Myles Ambrose was a former commissioner of the US Customs Bureau who was named as the federal government’s drug czar during the Nixon administration and who helped organise the Drug Enforcement Administration

When Ambrose was named commissioner of the old US Customs Bureau in 1969, he became one of the government’s most prominent leaders in what was beginning to be called the war on drugs. He expanded the profile of the bureau and added thousands of employees and millions of dollars to its budget.

He reorganised its investigative arm to fight drug smugglers and established fleets of helicopters, airplanes and speedboats. The bureau began to use sniffer dogs to detect shipments of marijuana and heroin. He hired some of the government’s first female law enforcement officers for the bureau and helped set up methadone-treatment programmes.

He launched Operation Intercept, a controversial programme in which federal agents searched cars for drugs as they entered the US at the Mexican border. The hold-ups lasted for hours. The operation was discontinued after a few weeks because of fraying relations between the two countries. But the point was made, and Mexican law enforcement agencies increased their efforts to stop drug shipments.

The rate of drug seizures increased dramatically under Ambrose, including three cases in which more than 200lb of pure heroin were intercepted in 1971 alone. The next year, President Richard Nixon declared drug abuse the country’s “No 1 domestic problem” and chose Ambrose to solve it.

The new Office of Drug Abuse Law Enforcement, sometimes called ODALE, was operated out of the White House under the auspices of the Justice Department. As he pulled his office together he fought turf battles with other agencies until Nixon asked him to consolidate them into the Drug Enforcement Administration.

In July 1973, just as Ambrose was about to become the first DEA director, he abruptly resigned. His family said he went into private law practice to support his six children, but he also faced scrutiny for staying at the home of a Texas rancher who was later indicted for trading weapons for drugs; there was no evidence Ambrose was aware of any wrongdoing.

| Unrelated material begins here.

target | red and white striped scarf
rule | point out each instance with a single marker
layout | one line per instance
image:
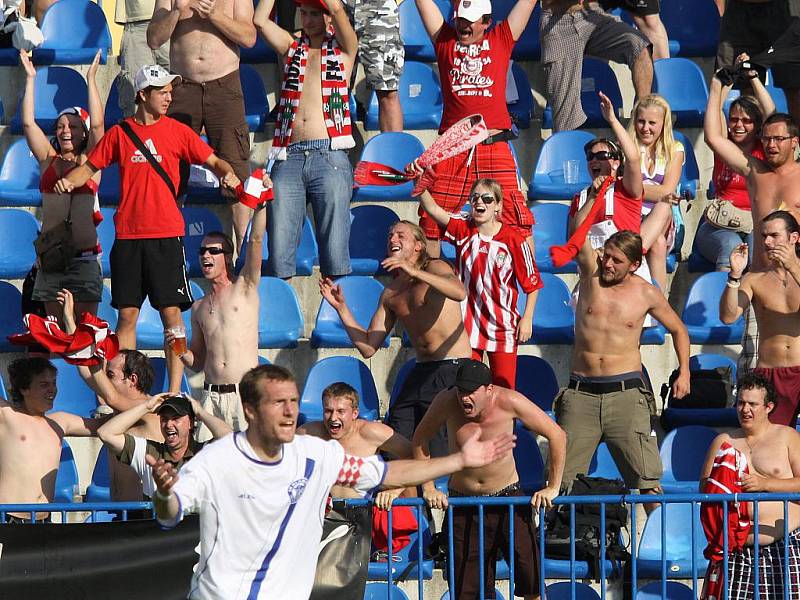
(335, 95)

Defending the sometimes rough tactics of drugs officers, Ambrose said, “This is dirty scummy work. You see these vermin selling drugs and what they do to people and our cities, and you get sickened and angry and perhaps you take your hostilities and frustrations out on some guy’s bookcase. It’s not right. But how are you going to prevent it?”

MATT SCHUDEL

Myles Ambrose, US government official: born New York 21 July 1926; died Leesburg, Virginia 3 June 2014.